Ms Baldwin said the centre is one of Australia's most advanced waste facilities, recycling about half of all materials it receives, but not many Border residents know just how special the facility is.
"I don't think they have a full appreciation of it," she said.
"It's probably because it's become quite normalised at home, so they've become used to this being in place for the time that I've been here."
But Ms Baldwin said the green practices of the Albury community weren't always commonplace for residents.
She said in 2015 when Albury introduced a food and garden organics or FOGO bin, she fielded thousands of phone calls from concerned residents experiencing "culture shock".
"People didn't like that... that was a really difficult time for the community," she said.
"They had to go through a lot of change, they needed to adapt.
"We have to get away from that throw away society and understand that a resource that we've got, whether that be plastic or compost of clothing or anything at all, you can actually bring it here and if you separate it we can actually find a future home for it."
Since then the centre has undergone significant development including the development of new roads and sheds to make recycling safer and easier.
Unique to waste management centres around the country, Albury's has a SMART (Sustainable Management and Resource Training) Centre, which is home to The Halve Waste Education Program.
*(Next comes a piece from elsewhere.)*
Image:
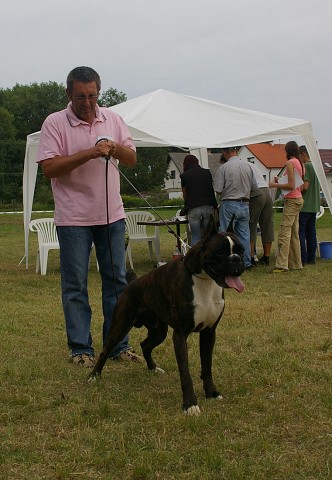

Halve Waste aims to teach residents, school groups, new arrivals and business how they can reduce landfill and increase recycling.
Ms Baldwin said next year, the centre will build a material recovery facility for construction and demolition waste.
"We need to be continually finding ways and infrastructure and using our education and tapping into that circular economy that's around people at the moment and making sure that this centre is going to be here for a lot longer still," she said.